In closing Dr. Lampton stressed that a harmonious relationship with China would be in the US' best interests. "The American population feels insecurity regarding China but refuses to address internal issues. What's needed is for Americans to consume less and save more, and for our government to invest in better education and better health care and to quit blaming the Chinese for all of our problems." He explained that Americans feared China because it was so big, so rapidly changing and not entirely transparent. "The US has slipped but still has better soft power than China in most of the world, but it must be noted that in poorer countries the China model of government and development seems highly successful and attractive. China has accomplished a lot: it has been stable and achieved great economic growth. Our real challenge today is to build a new set of political institutions with China as a partner, not an enemy."
Books by David Lampton:
- The Three Faces of Chinese Power: Might, Money, and Minds (2008)
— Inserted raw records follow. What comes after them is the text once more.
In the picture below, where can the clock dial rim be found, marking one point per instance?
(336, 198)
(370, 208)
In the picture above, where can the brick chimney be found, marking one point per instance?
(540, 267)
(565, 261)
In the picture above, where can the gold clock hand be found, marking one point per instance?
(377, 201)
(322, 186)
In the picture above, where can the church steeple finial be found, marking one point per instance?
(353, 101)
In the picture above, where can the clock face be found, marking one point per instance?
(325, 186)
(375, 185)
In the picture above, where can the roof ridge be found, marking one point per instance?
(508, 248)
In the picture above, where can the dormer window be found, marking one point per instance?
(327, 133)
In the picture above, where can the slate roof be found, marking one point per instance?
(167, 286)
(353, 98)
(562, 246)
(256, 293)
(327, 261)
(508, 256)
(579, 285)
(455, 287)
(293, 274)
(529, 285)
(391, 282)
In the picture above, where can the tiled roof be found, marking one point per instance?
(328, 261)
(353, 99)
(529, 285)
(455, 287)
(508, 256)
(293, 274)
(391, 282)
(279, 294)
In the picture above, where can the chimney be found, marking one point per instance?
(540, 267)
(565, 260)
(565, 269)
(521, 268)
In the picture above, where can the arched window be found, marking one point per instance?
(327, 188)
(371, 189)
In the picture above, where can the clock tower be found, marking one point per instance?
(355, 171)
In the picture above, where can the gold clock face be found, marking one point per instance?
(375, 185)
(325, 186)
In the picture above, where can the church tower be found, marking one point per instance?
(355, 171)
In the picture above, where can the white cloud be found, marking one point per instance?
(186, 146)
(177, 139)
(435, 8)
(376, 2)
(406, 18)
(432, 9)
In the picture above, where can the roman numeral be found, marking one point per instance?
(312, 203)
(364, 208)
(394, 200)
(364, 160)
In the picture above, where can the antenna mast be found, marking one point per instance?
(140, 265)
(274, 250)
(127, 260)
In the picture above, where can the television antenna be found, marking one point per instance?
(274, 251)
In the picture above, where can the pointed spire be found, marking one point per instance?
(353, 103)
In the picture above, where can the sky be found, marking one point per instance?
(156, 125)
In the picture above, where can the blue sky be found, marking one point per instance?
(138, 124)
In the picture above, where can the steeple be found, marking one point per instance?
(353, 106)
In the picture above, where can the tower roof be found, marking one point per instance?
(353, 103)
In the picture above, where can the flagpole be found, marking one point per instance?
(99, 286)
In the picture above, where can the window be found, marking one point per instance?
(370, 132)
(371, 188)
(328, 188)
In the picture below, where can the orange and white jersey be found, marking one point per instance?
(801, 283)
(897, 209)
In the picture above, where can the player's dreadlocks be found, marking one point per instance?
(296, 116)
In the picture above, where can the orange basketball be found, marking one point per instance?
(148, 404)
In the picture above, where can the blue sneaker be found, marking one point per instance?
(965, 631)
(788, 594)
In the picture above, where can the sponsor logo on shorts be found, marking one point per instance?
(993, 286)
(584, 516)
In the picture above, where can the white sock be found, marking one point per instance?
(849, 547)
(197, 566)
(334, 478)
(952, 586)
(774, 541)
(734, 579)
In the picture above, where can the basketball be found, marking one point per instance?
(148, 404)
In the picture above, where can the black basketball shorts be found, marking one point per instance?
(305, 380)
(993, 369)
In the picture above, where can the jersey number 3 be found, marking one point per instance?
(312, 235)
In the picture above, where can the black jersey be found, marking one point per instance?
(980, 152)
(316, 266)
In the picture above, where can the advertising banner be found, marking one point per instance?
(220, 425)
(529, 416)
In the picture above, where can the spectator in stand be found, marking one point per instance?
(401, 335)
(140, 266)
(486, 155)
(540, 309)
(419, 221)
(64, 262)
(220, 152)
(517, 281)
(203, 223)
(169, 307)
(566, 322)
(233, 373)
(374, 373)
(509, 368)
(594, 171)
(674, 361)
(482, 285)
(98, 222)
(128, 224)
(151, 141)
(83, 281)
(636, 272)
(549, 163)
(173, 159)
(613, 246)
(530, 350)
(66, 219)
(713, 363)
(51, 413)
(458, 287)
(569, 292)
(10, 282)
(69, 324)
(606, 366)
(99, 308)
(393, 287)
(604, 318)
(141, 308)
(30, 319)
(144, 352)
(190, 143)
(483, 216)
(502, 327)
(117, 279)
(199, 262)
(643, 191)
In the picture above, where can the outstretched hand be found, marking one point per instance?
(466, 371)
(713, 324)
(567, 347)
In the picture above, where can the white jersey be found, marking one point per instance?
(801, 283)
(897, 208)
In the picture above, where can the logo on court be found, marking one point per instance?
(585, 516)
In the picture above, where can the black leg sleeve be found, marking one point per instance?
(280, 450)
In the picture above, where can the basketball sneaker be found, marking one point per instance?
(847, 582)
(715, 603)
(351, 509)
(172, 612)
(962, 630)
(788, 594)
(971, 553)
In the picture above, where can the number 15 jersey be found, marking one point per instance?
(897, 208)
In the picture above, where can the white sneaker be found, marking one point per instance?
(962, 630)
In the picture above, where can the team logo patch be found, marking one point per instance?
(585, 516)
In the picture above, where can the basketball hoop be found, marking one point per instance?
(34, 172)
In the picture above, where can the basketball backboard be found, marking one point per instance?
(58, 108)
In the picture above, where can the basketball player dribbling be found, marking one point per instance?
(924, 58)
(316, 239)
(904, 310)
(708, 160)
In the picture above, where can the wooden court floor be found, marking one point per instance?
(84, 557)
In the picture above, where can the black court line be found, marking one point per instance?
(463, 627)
- Same Bed, Different Dreams: Managing U.S.-China Relations, 1989-2000 (2001)
- The Making of Chinese Foreign and Security Policy in the Era of Reform, editor (2001);
- Paths to Power: Elite Mobility in Contemporary China (1986; reprinted in 1989);
- A Relationship Restored, co-author (1986);
- The Politics of Medicine in China (1977);
- United States and China Relations at a Crossroads, co-editor (1993);
- Bureaucracy, Politics and Decision-Making in Post-Mao China, co-editor (1992);
- China Global Presence, co-editor (1988);
- Policy Implementation in Post-Mao China, editor (1987)
- The Politics of Medicine in China, Health, Conflict and the Chinese Political System (1977).